Il convient de comprendre les rapports qu'entretient l'obligation de révélation avec l'indépendance et l'impartialité des arbitres. En effet, le défaut avéré d'indépendance ou d'impartialité est amplement plus grave que le défaut de révélation. Cette différence dans le degré de gravité doit se refléter non seulement dans la sanction mais aussi dans la preuve de ce défaut. Si la sanction du défaut d'indépendance et /ou d'impartialité doit être l'annulation de la sentence, le défaut de révélation d'une information ne doit engendrer l'annulation de la sentence que lorsque cet élément, s'il avait été révélé, eût constitué une cause de récusation. Il est évident que l'obligation faite aux arbitres d'être indépendants et impartiaux vis-à-vis d'une procédure d'arbitrage n'est pas dissoute dans l'obligation de révélation. La deuxième n'est qu'un moyen d'atteindre la première.

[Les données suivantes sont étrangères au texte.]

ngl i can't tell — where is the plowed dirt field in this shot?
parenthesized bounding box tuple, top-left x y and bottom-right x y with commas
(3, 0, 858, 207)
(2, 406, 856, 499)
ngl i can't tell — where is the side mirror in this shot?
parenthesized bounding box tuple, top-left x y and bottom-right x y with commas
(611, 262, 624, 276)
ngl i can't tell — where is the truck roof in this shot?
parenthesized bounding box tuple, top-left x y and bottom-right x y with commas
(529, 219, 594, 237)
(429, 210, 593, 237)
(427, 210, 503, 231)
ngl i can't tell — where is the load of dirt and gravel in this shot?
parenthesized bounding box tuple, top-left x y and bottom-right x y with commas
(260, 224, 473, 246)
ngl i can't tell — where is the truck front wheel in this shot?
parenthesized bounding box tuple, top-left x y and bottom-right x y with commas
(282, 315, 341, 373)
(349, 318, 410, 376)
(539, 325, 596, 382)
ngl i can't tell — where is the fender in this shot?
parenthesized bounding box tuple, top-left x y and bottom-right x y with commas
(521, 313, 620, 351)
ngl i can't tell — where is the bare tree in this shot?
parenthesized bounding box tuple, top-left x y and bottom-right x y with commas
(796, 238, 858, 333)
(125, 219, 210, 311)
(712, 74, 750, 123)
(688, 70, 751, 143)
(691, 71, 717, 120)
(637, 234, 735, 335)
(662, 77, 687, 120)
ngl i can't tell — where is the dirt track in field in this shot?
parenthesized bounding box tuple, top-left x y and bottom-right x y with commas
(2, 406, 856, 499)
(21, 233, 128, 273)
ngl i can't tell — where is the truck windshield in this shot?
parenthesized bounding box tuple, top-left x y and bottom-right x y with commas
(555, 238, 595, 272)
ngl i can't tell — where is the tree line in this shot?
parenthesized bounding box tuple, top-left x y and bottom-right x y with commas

La Cour de cassation en France[ii] a repris le motif de l'arrêt de Cour d'appel Qatar c. Creighton qui précise que le manquement à l'obligation d'information n'entraîne pas automatiquement l'annulation de la sentence et qu'il appartient au juge étatique de mesurer les effets de cette réticence et d'apprécier si à elle seule, ou rapprochée d'autres éléments de la cause, elle constitue une présomption suffisante du défaut d'indépendance. Au Royaume-Uni, c'est la décision récente de la Cour Suprême[iii] qui rappelle que la récusation d'un arbitre sur le fondement de l'article 24 de l'Arbitration Act 1996 pour "apparent bias" de ce dernier se fonde tant sur des éléments objectifs que sur le contexte.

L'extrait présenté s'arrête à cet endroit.